How do we know that a divorce is unnecessary? Let’s put it this way: If a divorce can be prevented by creating a one-year waiting period and giving both spouses information on reconciliation, then it certainly is an unnecessary divorce. And according to recent studies, there are many divorces that could have been prevented in just this way.

In a well-controlled study, economist Leora Friedberg found that states with longer waiting periods have had smaller increases in divorce rates than states that have shorter or no separation requirements. Indeed, a 2009 study on Western Europe by Thorsten Kneip and Gerrit Bauer, “Does Unilateral Divorce Raise the Divorce Rate,” found that 80 percent of the increase in divorce rates between 1970 and 1990 could be attributed to eliminating or shortening waiting periods.

The scientific case for the impact of waiting periods in reducing divorce is not bullet-proof, these scholars acknowledge. But Doherty and Sears suggest that a one-year waiting period, combined with a parenting education class that puts interested couples in touch with reconciliation resources, should have an even bigger impact than waiting periods alone.

At the root of this discussion, however, is the larger question: Why should we try to reduce unnecessary divorce at all?

First, unnecessary divorce hurts children. Doherty and Sears sum up the social science evidence:

We now know that divorce on average has dramatic effects on children’s lives, across the life course. Research shows that divorced fathers and mothers are less likely to have high-quality relationships with their children. Children with divorced or unmarried parents are more likely to be poor, while married couples on average build more wealth than those who are not married, even accounting for the observation that well-off people are more likely to get married. Parental divorce or failure to marry appears to increase children’s risk of failure in school. Such children are less likely to finish high school, complete college, or attain high-status jobs. Infant mortality is higher among children whose parents do not get or stay married, and such children on average have poorer physical health compared to their peers with married parents. Teens from divorced families are more likely to abuse drugs or alcohol, get in trouble with the law, and experience a teen pregnancy. Numerous studies also document that children living in homes with unrelated men are at much higher risk of childhood physical or sexual abuse.

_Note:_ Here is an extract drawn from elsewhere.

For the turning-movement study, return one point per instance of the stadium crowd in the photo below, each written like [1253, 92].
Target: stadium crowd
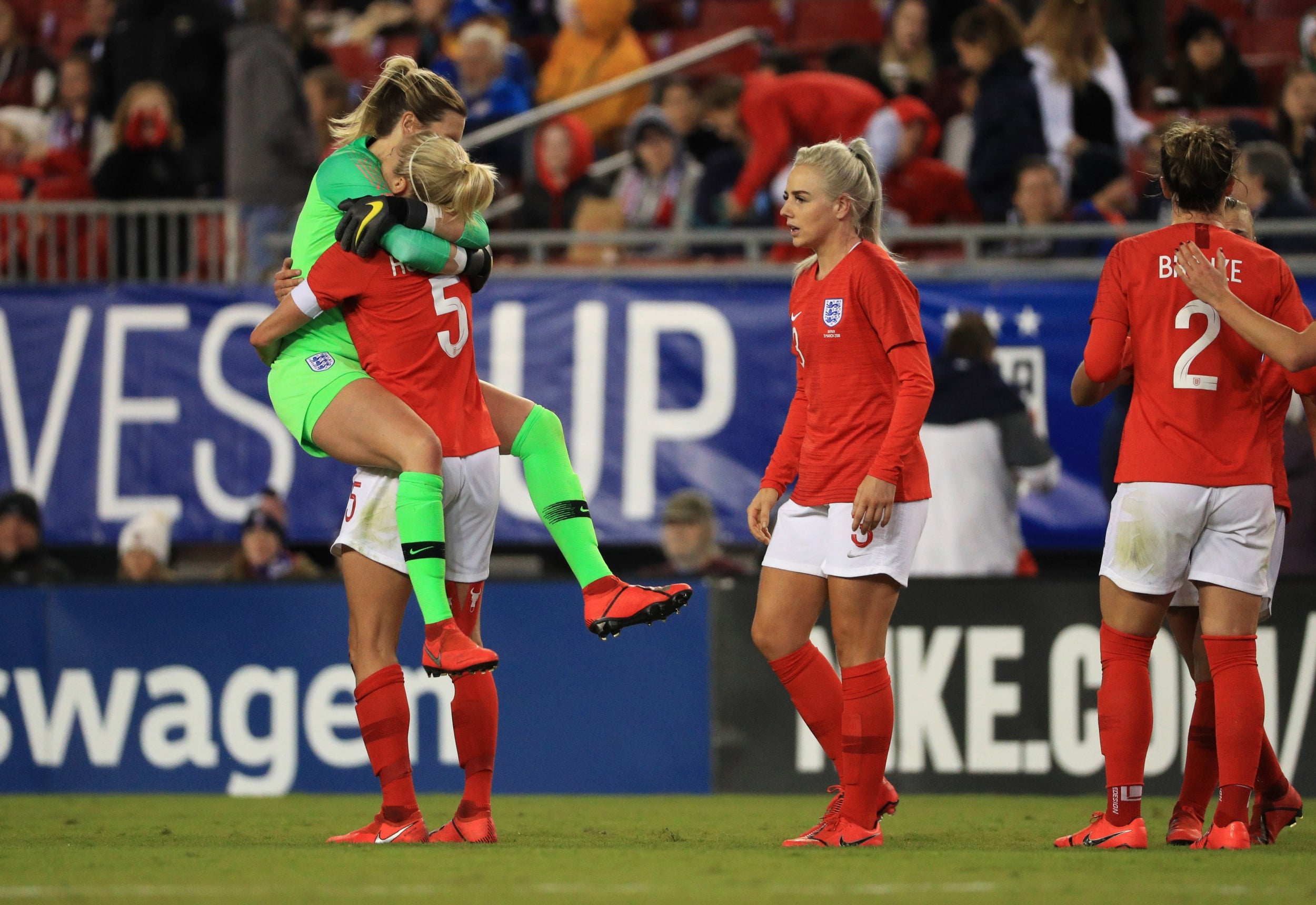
[1030, 111]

These studies generally adjust for parental education and income, which means that the negative effects cannot be explained by these demographic factors.

Second, the majority of people who divorce do not go on to make a happier marriage. If they re-marry, they re-divorce, putting themselves (and their kids) on a relationship merry-go-round.

Third, divorce costs taxpayers money. A 2008 study by economist Ben Scafidi, “The Taxpayer Costs of Divorce and Unwed Childbearing,” estimated that family fragmentation costs the taxpayers at least $112 billion each and every year

What’s the payoff for America’s children?

Doherty and Sears say that rolling family fragmentation back to the levels of 1980 would result in “half a million fewer children suspended from school, about 200,000 fewer children engaging in delinquency or violence, a quarter of a million fewer children receiving therapy, about a quarter of a million fewer smokers, about 80,000 fewer children thinking about suicide, and about 28,000 fewer children attempting suicide.”

28,000 fewer children attempting suicide? Now that’s a second chance worth taking.